There have been plenty of sweeping generalizations in recent weeks about the Big Ten's spot in the playoff -- or its lack of representation, depending on whom you ask. But it's far too early for that. Wait until Saturday night.
Saturday's game between Michigan State and Oregon is the Big Ten's biggest nonconference game of the season. After Braxton Miller
's season-ending shoulder surgery, Ohio State's chances of making the playoff dropped significantly -- and so did the Big Ten's. Michigan State quickly became the favorite in the East Division, if it wasn't already, but Saturday's game feels like a must-win for the league's playoff hopes. It's not that the Spartans or the Big Ten will be doomed with a one-loss Michigan State team that wins the league title, but a victory over Oregon would do wonders for its chances and reputation.

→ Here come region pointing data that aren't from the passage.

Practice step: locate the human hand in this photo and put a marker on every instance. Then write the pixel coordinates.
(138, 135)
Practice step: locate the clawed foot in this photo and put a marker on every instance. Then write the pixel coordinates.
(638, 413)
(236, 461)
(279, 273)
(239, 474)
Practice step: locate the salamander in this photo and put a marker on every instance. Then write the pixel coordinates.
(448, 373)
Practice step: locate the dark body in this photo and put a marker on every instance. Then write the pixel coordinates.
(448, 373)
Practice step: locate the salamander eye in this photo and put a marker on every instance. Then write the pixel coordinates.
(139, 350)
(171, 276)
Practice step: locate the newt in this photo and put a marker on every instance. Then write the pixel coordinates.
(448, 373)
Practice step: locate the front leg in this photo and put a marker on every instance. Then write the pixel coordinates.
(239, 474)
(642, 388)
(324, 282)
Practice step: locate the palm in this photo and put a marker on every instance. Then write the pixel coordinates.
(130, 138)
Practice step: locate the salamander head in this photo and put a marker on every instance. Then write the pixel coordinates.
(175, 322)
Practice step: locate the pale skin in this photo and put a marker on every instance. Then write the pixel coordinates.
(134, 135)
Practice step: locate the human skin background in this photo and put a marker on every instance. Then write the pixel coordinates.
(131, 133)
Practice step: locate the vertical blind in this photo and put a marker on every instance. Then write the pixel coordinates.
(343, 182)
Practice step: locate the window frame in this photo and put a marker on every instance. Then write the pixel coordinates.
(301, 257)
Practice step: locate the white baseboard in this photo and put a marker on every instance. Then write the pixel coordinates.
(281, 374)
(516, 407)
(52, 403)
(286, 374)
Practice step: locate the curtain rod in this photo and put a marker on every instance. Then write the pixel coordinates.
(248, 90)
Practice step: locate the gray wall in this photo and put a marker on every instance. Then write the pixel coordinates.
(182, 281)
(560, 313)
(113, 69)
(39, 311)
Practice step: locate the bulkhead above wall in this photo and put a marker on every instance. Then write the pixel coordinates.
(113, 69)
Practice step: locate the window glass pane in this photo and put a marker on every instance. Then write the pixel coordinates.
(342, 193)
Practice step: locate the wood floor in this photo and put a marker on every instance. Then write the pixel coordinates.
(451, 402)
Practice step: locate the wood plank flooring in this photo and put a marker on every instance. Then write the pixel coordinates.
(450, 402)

With Wisconsin's loss to LSU this past weekend, the B1G's hopes fall back on the Spartans this week. Iowa coach Kirk Ferentz said the playoff will resemble the NCAA tournament for men's hoops in that nobody will ever be 100 percent happy. "There are going to be a couple of obvious choices that will probably still look good when January rolls around, but there are going to be some teams that emerge," Ferentz said. "All you have to do is look back at last year, with three really good football teams that started out in nobody's winner circle. I think it's great that some football people will be judging it. The concept is good and it will be good for our game." The question is whether or not it will be good for the Big Ten in Year 1. Michigan State will help determine that.